Monitoring proteolytic cleavage of a membrane metalloproteinase on the cell surface with a cell-based assay

Proteolysis is one of the most essential biological processes as it serves different purposes such as protein maturation, degradation, and regulation. Proteolysis at the cell surface and extracellular matrix (ECM) plays significant roles in the progression of certain diseases as exemplified by the role of Matrix Metalloproteinase 14 (MMP-14) in cancer. MMP-14 is a ubiquitously-expressed cell surface protease known to activate several soluble MMPs (EC-MMPs) via extracellular proteolysis. Active EC-MMPs are then used for the restructuring of the ECM that can facilitate cell migration and development. MMP-14 is known to be highly expressed in cancer tissues, as cells require constant remodeling of the ECM to accommodate fast replication and migration that leads to metastasis.;The aim of this research is to develop a novel cell-based assay for the monitoring of proteolytic cleavage on the cell surface. We propose to develop such assay using MMP-14 cleavage activity as a proof-of-principle. The assay could also serve as a screening tool for the search of novel MMP-14 inhibitors.
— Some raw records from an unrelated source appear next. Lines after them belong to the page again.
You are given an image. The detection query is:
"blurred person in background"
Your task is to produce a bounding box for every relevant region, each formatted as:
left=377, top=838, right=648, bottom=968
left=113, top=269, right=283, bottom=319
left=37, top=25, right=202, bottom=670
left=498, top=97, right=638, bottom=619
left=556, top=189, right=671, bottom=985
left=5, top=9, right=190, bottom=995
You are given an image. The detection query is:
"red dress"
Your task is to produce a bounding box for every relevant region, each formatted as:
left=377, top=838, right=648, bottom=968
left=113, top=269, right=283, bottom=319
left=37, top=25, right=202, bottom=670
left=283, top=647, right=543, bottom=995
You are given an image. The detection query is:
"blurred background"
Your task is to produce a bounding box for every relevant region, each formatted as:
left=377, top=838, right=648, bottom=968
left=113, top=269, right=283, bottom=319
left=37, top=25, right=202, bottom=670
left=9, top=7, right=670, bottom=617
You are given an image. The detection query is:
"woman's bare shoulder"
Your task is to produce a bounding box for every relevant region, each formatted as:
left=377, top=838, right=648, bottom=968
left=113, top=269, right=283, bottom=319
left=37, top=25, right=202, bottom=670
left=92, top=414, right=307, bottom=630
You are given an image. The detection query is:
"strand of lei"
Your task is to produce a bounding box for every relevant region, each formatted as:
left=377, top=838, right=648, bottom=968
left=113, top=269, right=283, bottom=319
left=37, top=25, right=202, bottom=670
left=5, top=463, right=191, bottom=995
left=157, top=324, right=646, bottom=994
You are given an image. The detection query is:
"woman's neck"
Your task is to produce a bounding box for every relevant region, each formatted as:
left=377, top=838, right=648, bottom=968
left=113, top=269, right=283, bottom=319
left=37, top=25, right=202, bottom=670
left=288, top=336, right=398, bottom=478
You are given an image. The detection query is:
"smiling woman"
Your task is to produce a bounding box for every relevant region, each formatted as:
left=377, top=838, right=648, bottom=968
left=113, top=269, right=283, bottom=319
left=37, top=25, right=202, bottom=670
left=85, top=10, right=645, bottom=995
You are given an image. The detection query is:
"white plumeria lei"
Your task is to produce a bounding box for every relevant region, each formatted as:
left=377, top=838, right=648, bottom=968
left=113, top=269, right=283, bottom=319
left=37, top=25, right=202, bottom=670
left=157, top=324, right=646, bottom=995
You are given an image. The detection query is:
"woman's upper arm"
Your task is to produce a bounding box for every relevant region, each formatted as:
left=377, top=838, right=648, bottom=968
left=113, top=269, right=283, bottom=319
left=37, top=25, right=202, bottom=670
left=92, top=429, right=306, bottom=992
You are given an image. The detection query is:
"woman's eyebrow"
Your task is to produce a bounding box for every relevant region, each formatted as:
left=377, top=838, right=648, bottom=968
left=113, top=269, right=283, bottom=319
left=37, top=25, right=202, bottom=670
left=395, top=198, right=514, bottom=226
The assay is based on a two-tag system flanking an optimized substrate of MMP-14 that serves as the primary detection element that can distinguish cleavage and non-cleavage events. A fluorescent protein is later introduced as a visual marker for cell surface localization by fluorescence microscopy. Lastly, the entire scaffold protein will be targeted and anchored on the cell surface by the addition of the C-terminal transmembrane domain of mouse Lyt-2 cell surface protein.;The utility of the assay for monitoring cleavage on the cell surface will be demonstrated with the overexpression of MMP-14 as a proof-of-principle. Once the assay is calibrated and optimized to function as intended, it could also be further used as a platform to monitor other biologically important surface proteolysis events such as cleavage of the Amyloid Precursor Protein (APP) in Alzheimer disease and proteolysis of sialic acid by the influenza virus neuraminidase (NA) for the spread of viral particles. More importantly, it can also be adapted to a high-throughput screening (HTS) platform for the screening for novel inhibitors of those aforementioned proteases.